Nel processo creativo come nel processo terapeutico ci si mette in relazione con il proprio mondo interno e la realtà esterna, sia essa rappresentata dai materiali artistici che dalla persona del terapeuta.

Attraverso entrambe le esperienze, quella creativa e quella terapeutica, è possibile una qualche forma di trasformazione del sé sia dell’autore che del paziente.

“In arte terapia entrambi i processi (quello creativo e quello terapeutico ndr) sono attivati e implicati e si sostengono e alimentano reciprocamente”. (Arthur Robbins)

Oggi una delle forme più sofisticate di intervento psicoterapeutico con l’utilizzo di mezzi espressivi è “Il Disegno Speculare Progressivo Terapeutrico” di Gaetano Benedetti e Maurizio Peciccia.

Questi autori hanno elaborato un metodo integrato di psicoterapia ed arte terapia basato su un reciproco scambio di disegni tra paziente e terapeuta.

Il terapeuta «risponde» alle immagini disegnate dal paziente immergendosi nel suo mondo e gli propone soluzioni alternative e possibili interpretazioni che, espresse attraverso l’immagine stessa, riescono a superare le resistenze alla comunicazione di natura psicotica. Tale tecnica in effetti si rivolge specificamente a soggetti con severe difficoltà relazionali.
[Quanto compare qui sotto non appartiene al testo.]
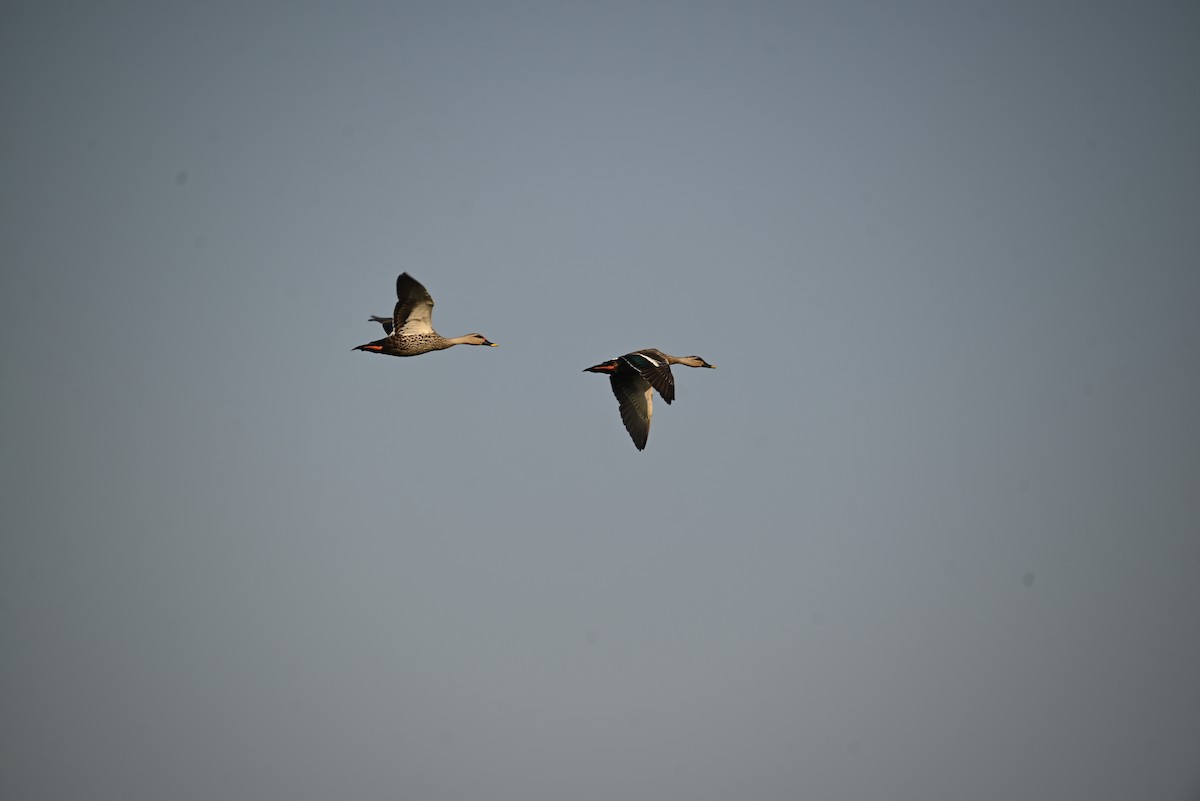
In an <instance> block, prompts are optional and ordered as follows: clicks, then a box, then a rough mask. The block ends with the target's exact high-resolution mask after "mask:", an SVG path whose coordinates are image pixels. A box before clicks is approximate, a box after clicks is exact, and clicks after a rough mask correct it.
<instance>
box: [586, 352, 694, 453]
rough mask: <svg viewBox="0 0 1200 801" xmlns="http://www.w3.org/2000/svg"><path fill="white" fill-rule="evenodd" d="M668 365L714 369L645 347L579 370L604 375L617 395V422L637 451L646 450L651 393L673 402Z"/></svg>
mask: <svg viewBox="0 0 1200 801" xmlns="http://www.w3.org/2000/svg"><path fill="white" fill-rule="evenodd" d="M671 365H686V366H688V367H708V368H710V369H716V365H709V363H708V362H706V361H704V360H703V359H701V357H700V356H672V355H671V354H665V353H662V351H661V350H659V349H658V348H646V349H644V350H635V351H634V353H631V354H625V355H624V356H618V357H617V359H610V360H608V361H606V362H601V363H599V365H596V366H594V367H588V368H586V369H584V371H583V372H584V373H607V374H608V383H610V384H611V385H612V393H613V395H614V396H617V403H618V404H619V406H620V421H622V422H623V423H625V430H628V432H629V436H630V438H631V439H632V440H634V446H635V447H637V450H638V451H642V450H644V448H646V439H647V438H648V436H649V435H650V415H652V414H653V411H654V402H653V399H652V396H653V395H654V390H658V392H659V396H660V397H661V398H662V399H664V401H666V402H667V403H668V404H670V403H671V402H672V401H674V377H673V375H672V374H671Z"/></svg>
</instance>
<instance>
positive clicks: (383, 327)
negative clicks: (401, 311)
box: [371, 314, 392, 337]
mask: <svg viewBox="0 0 1200 801" xmlns="http://www.w3.org/2000/svg"><path fill="white" fill-rule="evenodd" d="M371 321H372V323H378V324H379V325H382V326H383V336H385V337H390V336H391V325H392V318H390V317H376V315H374V314H372V315H371Z"/></svg>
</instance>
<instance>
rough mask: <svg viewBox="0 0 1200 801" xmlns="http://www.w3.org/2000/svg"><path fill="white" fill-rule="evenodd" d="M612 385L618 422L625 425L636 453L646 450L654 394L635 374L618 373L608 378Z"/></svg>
mask: <svg viewBox="0 0 1200 801" xmlns="http://www.w3.org/2000/svg"><path fill="white" fill-rule="evenodd" d="M608 383H610V384H611V385H612V393H613V395H614V396H617V403H618V404H620V422H623V423H625V430H628V432H629V436H630V438H631V439H632V440H634V445H635V446H636V447H637V450H638V451H642V450H644V448H646V440H647V438H648V436H649V435H650V415H652V414H653V412H654V401H653V399H652V398H653V395H654V392H653V391H652V390H650V385H649V383H647V381H646V379H643V378H642V377H641V375H638V374H637V373H632V372H629V371H618V372H616V373H612V374H611V375H610V377H608Z"/></svg>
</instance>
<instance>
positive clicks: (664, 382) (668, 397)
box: [620, 348, 674, 420]
mask: <svg viewBox="0 0 1200 801" xmlns="http://www.w3.org/2000/svg"><path fill="white" fill-rule="evenodd" d="M620 361H623V362H624V363H626V365H629V366H630V367H631V368H632V369H635V371H637V374H638V375H641V377H642V378H643V379H644V380H646V383H647V384H649V385H650V386H653V387H654V389H655V390H658V392H659V395H660V396H662V399H664V401H666V402H667V403H668V404H670V403H671V402H672V401H674V377H673V375H672V374H671V362H668V361H667V357H666V354H664V353H662V351H661V350H655V349H654V348H647V349H646V350H635V351H634V353H631V354H625V355H624V356H622V357H620ZM648 418H649V415H647V420H648Z"/></svg>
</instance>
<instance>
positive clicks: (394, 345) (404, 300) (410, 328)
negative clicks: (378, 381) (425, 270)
mask: <svg viewBox="0 0 1200 801" xmlns="http://www.w3.org/2000/svg"><path fill="white" fill-rule="evenodd" d="M371 319H372V320H373V321H376V323H380V324H383V331H384V333H385V335H386V336H385V337H384V338H383V339H376V341H374V342H368V343H367V344H365V345H359V347H358V348H355V349H354V350H366V351H368V353H376V354H385V355H388V356H420V355H421V354H427V353H430V351H431V350H445V349H446V348H450V347H452V345H487V347H490V348H496V343H494V342H488V341H487V337H485V336H484V335H481V333H467V335H463V336H461V337H443V336H442V335H440V333H438V332H437V331H434V330H433V297H432V296H431V295H430V293H428V290H427V289H425V287H422V285H421V282H419V281H418V279H416V278H414V277H412V276H410V275H408V273H407V272H402V273H400V276H398V277H397V278H396V311H395V312H394V313H392V317H391V319H390V320H389V319H388V318H382V317H372V318H371Z"/></svg>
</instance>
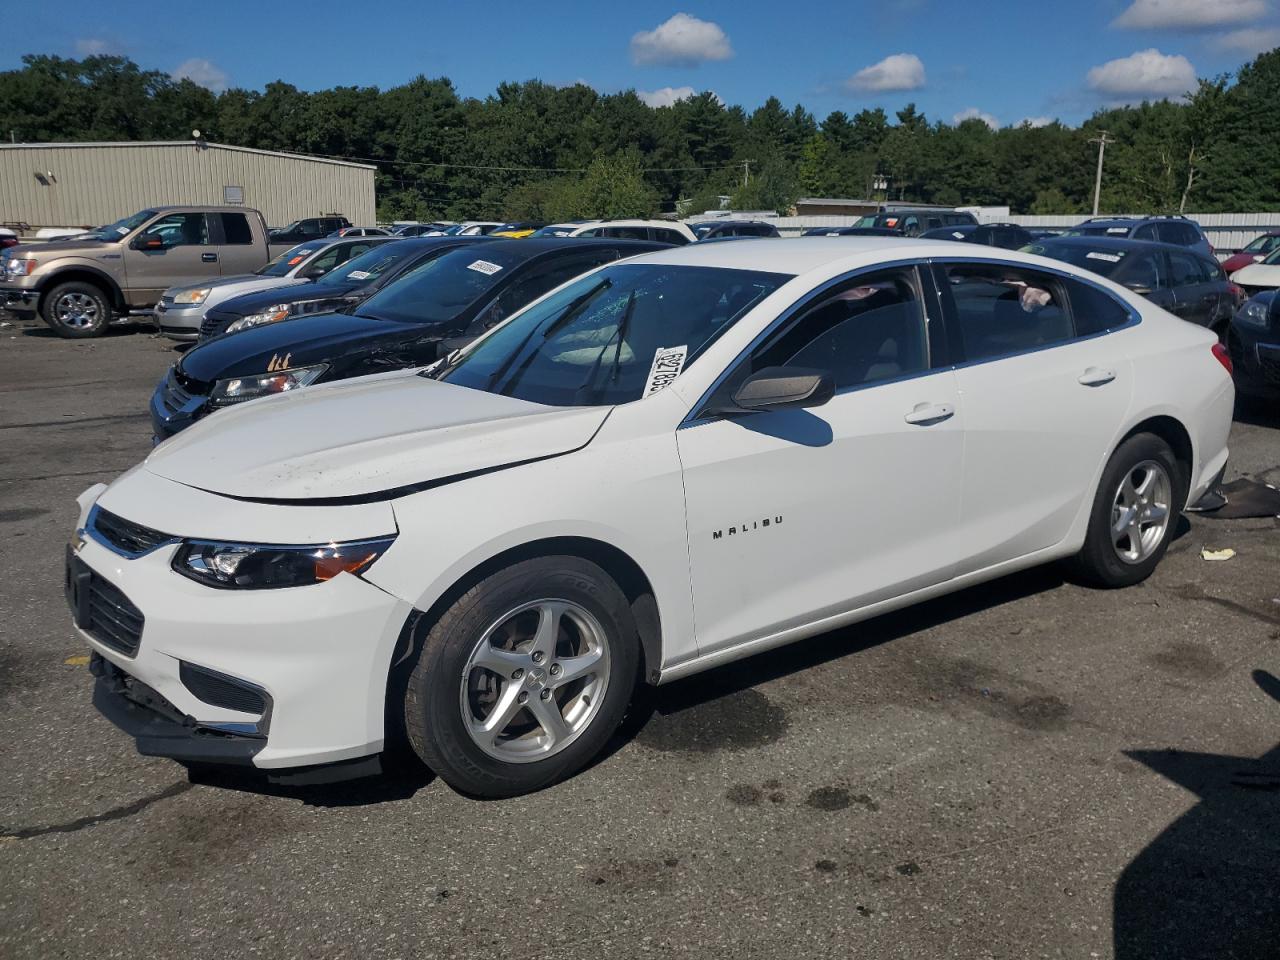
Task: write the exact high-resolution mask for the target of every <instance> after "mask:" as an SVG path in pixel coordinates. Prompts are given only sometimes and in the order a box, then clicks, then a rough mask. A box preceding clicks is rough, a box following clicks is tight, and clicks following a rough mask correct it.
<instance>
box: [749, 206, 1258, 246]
mask: <svg viewBox="0 0 1280 960" xmlns="http://www.w3.org/2000/svg"><path fill="white" fill-rule="evenodd" d="M1116 216H1146V214H1116ZM1187 218H1188V219H1189V220H1196V223H1198V224H1199V225H1201V227H1203V228H1204V234H1206V236H1207V237H1208V242H1210V243H1212V244H1213V247H1215V248H1217V251H1219V252H1220V253H1225V252H1226V251H1233V250H1239V248H1240V247H1243V246H1244V244H1245V243H1248V242H1249V241H1251V239H1253V238H1254V237H1257V236H1258V234H1260V233H1266V232H1267V230H1280V212H1268V214H1187ZM978 219H979V220H983V221H993V220H998V221H1005V223H1016V224H1021V225H1023V227H1074V225H1075V224H1078V223H1080V221H1083V220H1088V219H1089V218H1088V216H1084V215H1079V216H1076V215H1071V216H1030V215H1024V214H1014V215H1011V216H997V218H989V216H982V218H978ZM769 223H772V224H773V225H774V227H777V228H778V233H781V234H782V236H783V237H799V236H800V234H801V233H803V232H804V230H806V229H809V228H810V227H852V225H854V224H855V223H858V218H856V216H780V218H777V219H772V218H769Z"/></svg>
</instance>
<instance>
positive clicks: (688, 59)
mask: <svg viewBox="0 0 1280 960" xmlns="http://www.w3.org/2000/svg"><path fill="white" fill-rule="evenodd" d="M732 55H733V47H732V46H730V42H728V37H727V36H726V33H724V31H723V29H721V27H719V24H718V23H712V22H709V20H700V19H698V18H696V17H690V15H689V14H687V13H677V14H676V15H673V17H672V18H671V19H669V20H667V22H666V23H659V24H658V26H657V27H655V28H653V29H646V31H640V32H639V33H636V35H635V36H634V37H631V61H632V63H636V64H669V65H673V67H696V65H698V64H700V63H704V61H707V60H727V59H730V58H731V56H732Z"/></svg>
La costruzione reciproca del disegno diviene così la porta d’accesso per entrare nella dimensione del paziente attraverso un punto di contatto con il suo inconscio. Un fattore terapeutico del metodo è legato sia alla possibilità del paziente di partecipare alla produzione di immagini di Sé, ma anche di rimanerne contemporaneamente a una certa distanza da esse e di autoosservare le proprie Self-Images.

Concludo con le parole di P. Klee che, in una mirabile sintesi, esprime il senso profondo di ciò che costituisce il fattore terapeutico più significativo della cura nelle terapie espressive : “l’arte non riproduce il visibile, ma rende visibile” (P. Klee ).

La Cavarero per spiegare questo concetto cita un racconto di Karen Blixen Narra che da bambina le raccontavano una storia: “C’era una volta un uomo che viveva presso uno stagno e una notte sentì un gran rumore, e sentendo questo rumore uscì di casa nel buio. Che cosa era successo? Lo stagno si era aperto rompendosi in un argine da cui uscivano acqua e pesci, e quest’uomo correndo nel buio e calpestando il terreno bagnato, (andava un po’ alla cieca nel buio della notte), passò parecchio tempo a riparare questa falla negli argini dello stagno andando appunto avanti e indietro. Poi, finalmente, fatto il suo lavoro se ne andò a dormire. L’indomani mattina, affacciandosi alla finestra, vide che i suoi passi sul terreno avevano disegnato la figura di una cicogna; a questo punto Karen Blixen si chiede: quando la mia vita sarà compiuta io vedrò in me stessa una cicogna o la vedranno altri riflessa in me?